TTL for Frontier Items

Enable TTL on frontier table to auto-delete old items:

Python
# Frontier items can be cleaned up after run completion

API Reference

DynamoDBBackend

Python
DynamoDBBackend(config: DynamoDBConfig)

Bases: StorageBackend

DynamoDB storage backend implementation using PynamoDB.
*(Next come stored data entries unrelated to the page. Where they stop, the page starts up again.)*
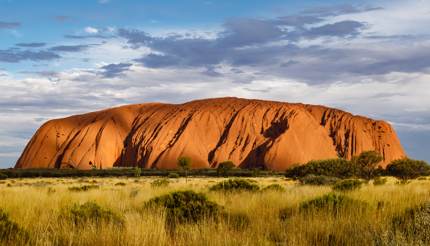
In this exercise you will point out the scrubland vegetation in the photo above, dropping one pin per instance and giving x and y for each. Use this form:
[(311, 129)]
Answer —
[(328, 202), (213, 211)]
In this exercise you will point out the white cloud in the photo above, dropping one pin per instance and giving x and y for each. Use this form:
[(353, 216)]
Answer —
[(91, 30)]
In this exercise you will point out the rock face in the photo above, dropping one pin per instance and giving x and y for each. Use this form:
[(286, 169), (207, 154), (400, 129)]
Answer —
[(251, 133)]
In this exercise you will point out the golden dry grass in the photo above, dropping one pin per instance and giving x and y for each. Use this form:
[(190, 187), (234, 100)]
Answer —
[(38, 206)]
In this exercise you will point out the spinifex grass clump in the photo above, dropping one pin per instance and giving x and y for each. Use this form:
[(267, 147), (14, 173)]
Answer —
[(347, 185), (159, 183), (237, 221), (235, 185), (83, 188), (91, 212), (9, 230), (414, 225), (318, 180), (379, 181), (331, 202), (185, 207), (274, 187)]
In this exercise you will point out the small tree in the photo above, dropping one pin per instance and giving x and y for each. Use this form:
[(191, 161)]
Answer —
[(93, 165), (137, 171), (225, 167), (184, 163), (408, 168), (367, 162)]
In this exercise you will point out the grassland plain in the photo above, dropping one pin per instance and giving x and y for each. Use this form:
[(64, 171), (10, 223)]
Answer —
[(40, 207)]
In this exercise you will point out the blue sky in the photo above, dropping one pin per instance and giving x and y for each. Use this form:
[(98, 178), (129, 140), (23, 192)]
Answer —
[(65, 57)]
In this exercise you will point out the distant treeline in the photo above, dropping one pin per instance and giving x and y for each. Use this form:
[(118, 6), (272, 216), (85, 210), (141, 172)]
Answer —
[(364, 166), (132, 172)]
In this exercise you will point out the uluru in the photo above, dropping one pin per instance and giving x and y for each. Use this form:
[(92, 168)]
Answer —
[(250, 133)]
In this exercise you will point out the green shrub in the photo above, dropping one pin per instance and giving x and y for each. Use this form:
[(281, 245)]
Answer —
[(158, 183), (331, 202), (318, 180), (185, 207), (379, 181), (91, 212), (340, 168), (235, 185), (347, 185), (414, 224), (408, 168), (83, 188), (274, 187), (10, 231), (3, 176), (366, 163), (173, 175)]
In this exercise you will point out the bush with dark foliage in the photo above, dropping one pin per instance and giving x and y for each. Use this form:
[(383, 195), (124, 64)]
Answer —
[(91, 212), (367, 163), (159, 183), (408, 168), (318, 180), (331, 202), (379, 181), (340, 168), (10, 231), (3, 176), (83, 188), (414, 225), (224, 168), (185, 207), (232, 185), (347, 185), (274, 187)]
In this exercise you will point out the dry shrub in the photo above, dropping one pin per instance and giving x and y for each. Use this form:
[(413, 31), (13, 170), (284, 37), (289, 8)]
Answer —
[(232, 185)]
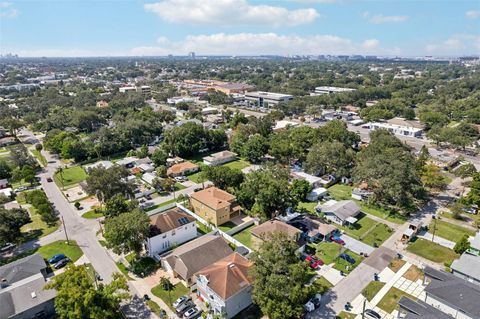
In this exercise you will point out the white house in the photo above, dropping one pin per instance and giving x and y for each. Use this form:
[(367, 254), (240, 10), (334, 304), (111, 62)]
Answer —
[(219, 158), (169, 228), (226, 285)]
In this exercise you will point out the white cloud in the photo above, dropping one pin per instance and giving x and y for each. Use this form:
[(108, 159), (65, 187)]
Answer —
[(380, 18), (472, 14), (458, 44), (262, 44), (229, 12), (7, 11)]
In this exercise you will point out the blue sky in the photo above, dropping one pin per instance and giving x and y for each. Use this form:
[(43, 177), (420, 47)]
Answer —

Initialize DynamoDB backend.

PARAMETER DESCRIPTION
config

DynamoDB configuration.

TYPE: DynamoDBConfig

Source code in src/ragcrawl/storage/dynamodb/backend.py
Python
def __init__(self, config: DynamoDBConfig) -> None:
    """
    Initialize DynamoDB backend.

    Args:
        config: DynamoDB configuration.
    """
    self.config = config
    self._configure_models()

initialize

Python
initialize() -> None

Create tables if they don't exist.

Source code in src/ragcrawl/storage/dynamodb/backend.py
Python
def initialize(self) -> None:
    """Create tables if they don't exist."""
    for model_class in [
        SiteModel,
        CrawlRunModel,
        PageModel,
        PageVersionModel,
        FrontierItemModel,
    ]:
        if not model_class.exists():
            model_class.create_table(
                read_capacity_units=self.config.read_capacity_units,
                write_capacity_units=self.config.write_capacity_units,
                wait=True,
            )
            logger.info(f"Created table: {model_class.Meta.table_name}")

close

Python
close() -> None

Close connections (no-op for DynamoDB).

Source code in src/ragcrawl/storage/dynamodb/backend.py
Python
def close(self) -> None:
    """Close connections (no-op for DynamoDB)."""
    pass

health_check

Python
health_check() -> bool

Check if DynamoDB is accessible.

Source code in src/ragcrawl/storage/dynamodb/backend.py
Python
def health_check(self) -> bool:
    """Check if DynamoDB is accessible."""
    try:
        # Try to describe one table
        SiteModel.exists()
        return True
    except Exception as e:
        logger.error("DynamoDB health check failed", error=str(e))
        return False